Tidak pernah ada bayangan di kepalanya bahwa suatu saat bakal berurusan dengan hukum, apalagi sampai ditahan, kemudian dibui, dan didenda oleh Negara. Namun, Sri, yang kala itu menanggung hidup empat anaknya yang masih kecil, harus menghadapi kenyataan pahit.

Kepada polisi, ia menyangkal sebagai orang yang memutuskan menerima pemandu karaoke berusia di bawah 17 tahun di karaoke milik Santoso Wibowo. Ia hanya seorang kasir dan penerima tamu di tempat hiburan tersebut.

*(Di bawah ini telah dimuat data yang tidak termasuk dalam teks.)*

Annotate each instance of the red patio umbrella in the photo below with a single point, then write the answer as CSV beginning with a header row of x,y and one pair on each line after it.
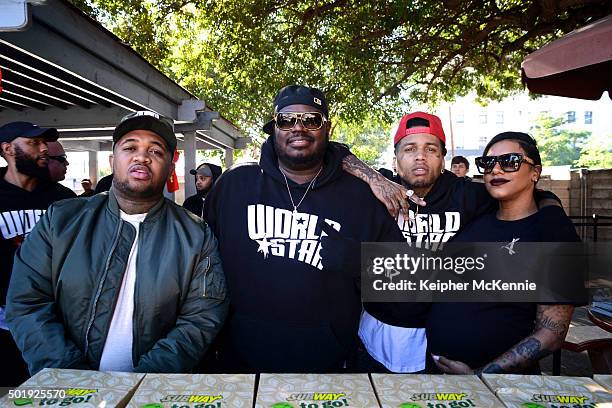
x,y
577,65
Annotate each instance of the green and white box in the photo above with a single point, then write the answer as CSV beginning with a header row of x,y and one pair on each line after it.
x,y
195,391
432,391
547,398
605,380
54,387
497,381
541,391
315,391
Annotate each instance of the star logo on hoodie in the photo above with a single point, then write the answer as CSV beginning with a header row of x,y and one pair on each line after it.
x,y
264,246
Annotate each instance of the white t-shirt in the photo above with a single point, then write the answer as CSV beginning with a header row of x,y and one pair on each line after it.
x,y
400,349
117,352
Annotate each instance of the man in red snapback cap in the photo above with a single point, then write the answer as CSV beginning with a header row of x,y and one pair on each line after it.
x,y
392,334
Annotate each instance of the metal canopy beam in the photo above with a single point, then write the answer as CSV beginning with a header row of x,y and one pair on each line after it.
x,y
66,71
75,117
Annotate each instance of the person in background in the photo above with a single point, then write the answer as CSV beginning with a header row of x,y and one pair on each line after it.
x,y
105,183
58,166
504,337
87,190
205,176
460,166
25,194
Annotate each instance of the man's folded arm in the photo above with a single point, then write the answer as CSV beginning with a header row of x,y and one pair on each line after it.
x,y
31,311
200,319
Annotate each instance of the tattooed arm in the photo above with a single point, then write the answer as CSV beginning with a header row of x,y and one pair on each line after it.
x,y
552,323
391,194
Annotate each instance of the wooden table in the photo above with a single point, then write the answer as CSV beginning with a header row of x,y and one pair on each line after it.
x,y
603,321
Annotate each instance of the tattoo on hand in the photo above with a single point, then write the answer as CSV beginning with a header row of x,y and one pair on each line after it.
x,y
557,323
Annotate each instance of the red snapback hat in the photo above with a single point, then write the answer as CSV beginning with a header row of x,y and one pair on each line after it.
x,y
434,128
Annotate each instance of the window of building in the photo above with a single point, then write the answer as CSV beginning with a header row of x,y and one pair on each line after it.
x,y
482,118
499,117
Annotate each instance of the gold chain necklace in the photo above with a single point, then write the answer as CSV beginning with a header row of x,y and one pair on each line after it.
x,y
295,207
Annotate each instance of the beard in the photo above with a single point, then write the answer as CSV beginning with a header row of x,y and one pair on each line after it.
x,y
29,166
300,162
124,187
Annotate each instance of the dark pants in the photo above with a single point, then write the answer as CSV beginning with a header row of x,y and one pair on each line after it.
x,y
15,370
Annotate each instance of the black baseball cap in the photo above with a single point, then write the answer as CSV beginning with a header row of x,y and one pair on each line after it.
x,y
13,130
297,95
147,120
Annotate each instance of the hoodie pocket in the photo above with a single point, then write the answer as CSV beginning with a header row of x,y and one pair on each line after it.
x,y
284,347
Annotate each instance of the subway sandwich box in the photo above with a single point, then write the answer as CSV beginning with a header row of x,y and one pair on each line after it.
x,y
54,387
315,391
540,391
439,391
195,391
605,380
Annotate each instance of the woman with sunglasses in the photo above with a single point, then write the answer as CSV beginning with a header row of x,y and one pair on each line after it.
x,y
468,338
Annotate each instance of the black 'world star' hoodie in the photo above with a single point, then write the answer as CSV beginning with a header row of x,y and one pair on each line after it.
x,y
294,308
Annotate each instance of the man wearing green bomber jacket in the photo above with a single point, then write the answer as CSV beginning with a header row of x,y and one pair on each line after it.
x,y
121,281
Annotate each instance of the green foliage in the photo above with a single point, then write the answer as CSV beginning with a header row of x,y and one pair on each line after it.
x,y
597,154
367,140
558,146
372,58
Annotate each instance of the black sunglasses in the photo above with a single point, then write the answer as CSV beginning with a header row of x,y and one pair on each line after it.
x,y
62,158
509,162
309,120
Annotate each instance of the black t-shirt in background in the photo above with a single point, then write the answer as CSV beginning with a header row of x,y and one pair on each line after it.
x,y
477,333
20,210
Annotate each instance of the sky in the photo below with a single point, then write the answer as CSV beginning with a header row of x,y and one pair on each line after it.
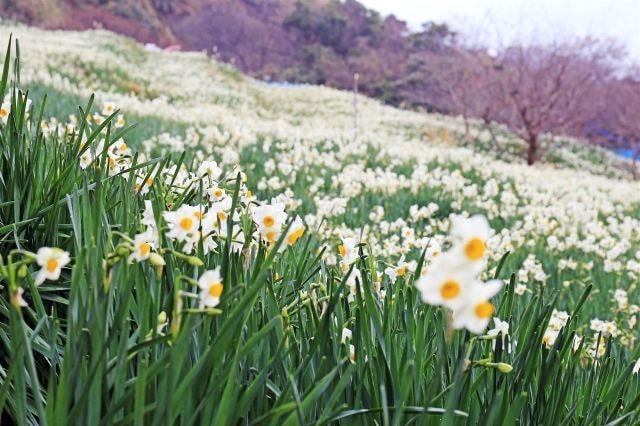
x,y
499,22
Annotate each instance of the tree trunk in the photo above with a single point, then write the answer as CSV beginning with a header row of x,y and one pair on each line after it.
x,y
532,152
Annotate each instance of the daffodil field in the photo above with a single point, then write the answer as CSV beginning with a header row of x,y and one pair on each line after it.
x,y
180,244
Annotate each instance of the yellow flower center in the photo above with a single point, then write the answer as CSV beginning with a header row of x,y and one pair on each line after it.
x,y
215,290
295,236
475,249
484,310
268,221
145,248
52,265
271,236
186,223
450,289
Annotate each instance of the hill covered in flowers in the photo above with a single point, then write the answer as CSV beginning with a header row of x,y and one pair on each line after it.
x,y
265,243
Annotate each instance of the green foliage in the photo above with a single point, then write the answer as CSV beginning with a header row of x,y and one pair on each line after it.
x,y
91,348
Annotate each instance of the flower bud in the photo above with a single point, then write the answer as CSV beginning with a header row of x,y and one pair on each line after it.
x,y
195,261
23,271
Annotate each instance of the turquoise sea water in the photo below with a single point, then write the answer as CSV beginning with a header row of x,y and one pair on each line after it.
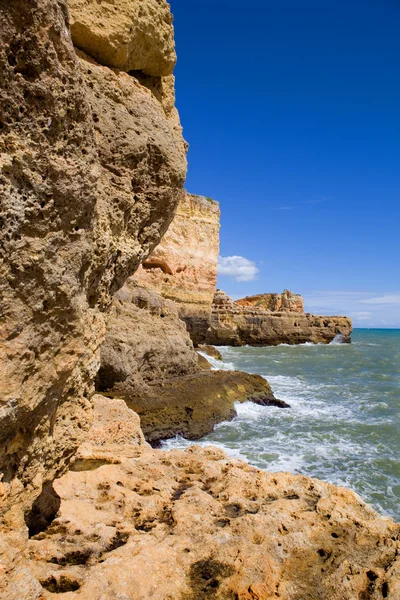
x,y
344,421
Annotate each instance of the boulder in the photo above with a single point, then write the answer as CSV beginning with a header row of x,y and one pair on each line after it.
x,y
131,35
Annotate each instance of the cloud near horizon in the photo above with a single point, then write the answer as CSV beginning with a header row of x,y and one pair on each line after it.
x,y
238,267
381,311
386,299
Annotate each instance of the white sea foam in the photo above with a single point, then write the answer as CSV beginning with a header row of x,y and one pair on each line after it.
x,y
343,423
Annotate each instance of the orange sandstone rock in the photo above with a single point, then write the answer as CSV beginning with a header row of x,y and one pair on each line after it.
x,y
183,267
196,525
254,321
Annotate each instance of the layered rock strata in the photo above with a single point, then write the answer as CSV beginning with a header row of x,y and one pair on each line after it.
x,y
148,360
92,164
183,268
249,322
196,525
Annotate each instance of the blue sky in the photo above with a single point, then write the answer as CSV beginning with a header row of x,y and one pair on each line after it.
x,y
292,113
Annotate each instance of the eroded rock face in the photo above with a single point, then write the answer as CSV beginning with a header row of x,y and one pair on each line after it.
x,y
196,525
192,405
285,302
148,360
249,321
91,169
128,34
183,268
145,342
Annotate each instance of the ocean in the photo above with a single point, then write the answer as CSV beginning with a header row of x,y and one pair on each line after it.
x,y
344,422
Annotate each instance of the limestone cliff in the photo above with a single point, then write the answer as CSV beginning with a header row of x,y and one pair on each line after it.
x,y
183,268
256,322
148,359
92,164
134,523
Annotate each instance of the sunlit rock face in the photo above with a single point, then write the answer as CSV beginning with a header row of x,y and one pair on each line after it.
x,y
183,268
216,528
92,166
269,320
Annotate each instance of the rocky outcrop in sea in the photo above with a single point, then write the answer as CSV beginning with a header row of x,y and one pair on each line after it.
x,y
93,164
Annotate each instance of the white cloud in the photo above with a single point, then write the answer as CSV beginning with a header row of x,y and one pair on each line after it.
x,y
238,267
381,311
361,315
386,299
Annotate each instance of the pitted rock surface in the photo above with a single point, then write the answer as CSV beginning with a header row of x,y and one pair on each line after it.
x,y
91,169
196,525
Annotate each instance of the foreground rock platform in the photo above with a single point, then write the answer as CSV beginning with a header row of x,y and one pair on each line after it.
x,y
196,525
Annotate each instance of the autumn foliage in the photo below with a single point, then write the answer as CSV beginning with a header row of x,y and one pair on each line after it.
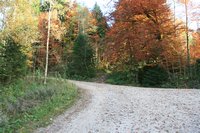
x,y
143,31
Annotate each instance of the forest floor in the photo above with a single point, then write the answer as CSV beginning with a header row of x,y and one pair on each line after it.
x,y
107,108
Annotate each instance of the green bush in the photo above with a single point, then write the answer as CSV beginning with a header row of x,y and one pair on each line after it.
x,y
121,78
26,105
12,61
152,76
82,62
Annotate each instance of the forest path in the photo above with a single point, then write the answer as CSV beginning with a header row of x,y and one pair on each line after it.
x,y
121,109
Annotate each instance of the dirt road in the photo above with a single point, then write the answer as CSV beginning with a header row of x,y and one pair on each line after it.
x,y
121,109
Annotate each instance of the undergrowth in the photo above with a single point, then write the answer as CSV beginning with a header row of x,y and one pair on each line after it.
x,y
27,104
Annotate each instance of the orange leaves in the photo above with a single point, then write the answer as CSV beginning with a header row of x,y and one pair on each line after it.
x,y
141,31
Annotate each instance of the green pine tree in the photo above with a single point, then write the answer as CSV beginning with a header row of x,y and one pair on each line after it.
x,y
12,61
82,58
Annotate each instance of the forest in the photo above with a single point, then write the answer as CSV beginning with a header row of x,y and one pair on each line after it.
x,y
141,43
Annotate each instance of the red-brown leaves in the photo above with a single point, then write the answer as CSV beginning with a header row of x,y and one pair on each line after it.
x,y
142,31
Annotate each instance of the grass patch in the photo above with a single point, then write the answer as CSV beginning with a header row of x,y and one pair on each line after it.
x,y
27,105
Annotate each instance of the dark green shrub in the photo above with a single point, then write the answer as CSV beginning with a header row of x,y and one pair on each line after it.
x,y
152,76
121,78
12,61
82,62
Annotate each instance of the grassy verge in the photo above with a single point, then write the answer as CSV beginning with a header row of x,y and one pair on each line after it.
x,y
27,105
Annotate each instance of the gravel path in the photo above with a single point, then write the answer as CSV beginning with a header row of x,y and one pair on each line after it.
x,y
121,109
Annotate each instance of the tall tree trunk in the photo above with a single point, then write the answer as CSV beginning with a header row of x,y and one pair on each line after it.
x,y
187,39
47,46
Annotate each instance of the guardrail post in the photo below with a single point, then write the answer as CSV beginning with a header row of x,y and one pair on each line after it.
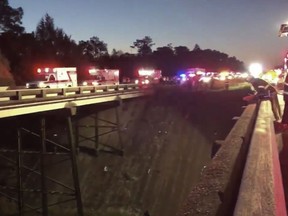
x,y
74,166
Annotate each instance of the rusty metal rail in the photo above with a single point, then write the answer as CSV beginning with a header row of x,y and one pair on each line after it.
x,y
216,194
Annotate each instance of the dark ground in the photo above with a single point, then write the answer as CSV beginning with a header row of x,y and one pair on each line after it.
x,y
167,141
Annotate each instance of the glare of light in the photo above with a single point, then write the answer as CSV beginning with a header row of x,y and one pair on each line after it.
x,y
143,72
205,79
255,69
92,71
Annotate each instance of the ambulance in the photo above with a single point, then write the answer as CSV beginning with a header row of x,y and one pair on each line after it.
x,y
148,76
101,77
57,77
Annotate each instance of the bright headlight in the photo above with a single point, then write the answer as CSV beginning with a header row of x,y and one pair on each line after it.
x,y
41,84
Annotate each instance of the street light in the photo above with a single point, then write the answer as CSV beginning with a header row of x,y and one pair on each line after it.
x,y
283,32
255,70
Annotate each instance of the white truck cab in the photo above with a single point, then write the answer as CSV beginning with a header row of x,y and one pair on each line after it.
x,y
58,77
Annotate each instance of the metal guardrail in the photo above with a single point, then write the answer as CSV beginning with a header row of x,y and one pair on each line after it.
x,y
21,94
26,101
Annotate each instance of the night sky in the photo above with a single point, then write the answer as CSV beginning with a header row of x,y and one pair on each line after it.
x,y
246,29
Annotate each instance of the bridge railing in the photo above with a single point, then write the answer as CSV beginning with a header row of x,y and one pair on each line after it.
x,y
261,191
21,94
244,177
216,194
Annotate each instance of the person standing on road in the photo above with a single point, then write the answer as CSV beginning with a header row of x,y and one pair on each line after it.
x,y
265,91
283,125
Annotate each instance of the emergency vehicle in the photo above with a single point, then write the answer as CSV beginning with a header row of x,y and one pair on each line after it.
x,y
102,77
58,77
148,76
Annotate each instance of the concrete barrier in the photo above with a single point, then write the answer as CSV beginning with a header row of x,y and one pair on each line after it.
x,y
261,191
216,194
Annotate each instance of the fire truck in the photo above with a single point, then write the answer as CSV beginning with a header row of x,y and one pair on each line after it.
x,y
148,76
58,77
102,77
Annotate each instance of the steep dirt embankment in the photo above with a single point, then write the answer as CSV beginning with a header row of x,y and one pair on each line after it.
x,y
167,140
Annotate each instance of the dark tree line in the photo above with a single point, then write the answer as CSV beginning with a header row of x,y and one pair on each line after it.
x,y
51,46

Namun, penjelasan Sri tidak digubris polisi. Perempuan tersebut tidak berdaya dan akhirnya ditetapkan sebagai tersangka atas kasus mempekerjakan anak di bawah umur.

Dalam persidangan di Pengadilan Negeri Semarang, ia dinyatakan bersalah dan dihukum delapan bulan bui. Karena yakin tidak bersalah, ia mengajukan banding. Namun, bukan keringanan hukuman yang digenggam dari vonis Pengadilan Tinggi Semarang, melainkan hukuman yang bertambah berat.

Di pengadilan banding, ia malah diganjar 12 bulan bui dan denda Rp 2 juta subsider dua bulan penjara. Vonis banding tersebut seolah meruntuhkan semangat hidup dan harga diri keluarga. Cibiran tetangganya atas kasus yang dihadapi sungguh mengganggu anak-anaknya.

Bukan itu saja, tambahan hukuman beserta denda uang kian menambah suram Sri Mulyati dalam menatap masa depan. Karena yakin tidak melakukan kesalahan, dengan didampingi LBH Mawar Saron, Sri Mulyati kembali berjuang untuk memperoleh keadilan di Mahkamah Agung.

Ia ingin tidak hanya diputuskan tidak bersalah, tetapi juga menuntut ganti rugi karena selama dibui ia kehilangan nafkah Rp 750.000 per bulan dari Karaoke ACC.

Tak bersalah

Keadilan akhirnya memihak Sri Mulyati setelah Mahkamah Agung pada Januari 2014 dalam putusannya menetapkan ia tidak bersalah sekaligus berhak memperoleh ganti rugi. Sebelumnya, ia menuntut negara memberi ganti rugi Rp 24 juta.

"Kami tuntut penggantian sesuai dengan upah minimum kabupaten/kota saat itu karena selama 13 bulan dipenjara ia tidak bisa bekerja. Kami juga minta ganti rugi imateriil. Akan tetapi, MA hanya mengabulkan Rp 5 juta," ungkap Guntur Perdamaian Ginting dari LBH Mawar Saron di Semarang.

Kendati ganti rugi yang dikabulkan MA jauh lebih kecil dibandingkan dengan tuntutannya, Sri Mulyati sangat berharap uang tersebut bisa segera dibayarkan. "Bagi saya, uang tersebut sangat berarti pada saat ini," ujar dia, ketika ditemui Ratna Setianik dan Novi Dewi Kurniawati, dua mahasiswi Universitas Negeri Semarang, Selasa (10/2/2015).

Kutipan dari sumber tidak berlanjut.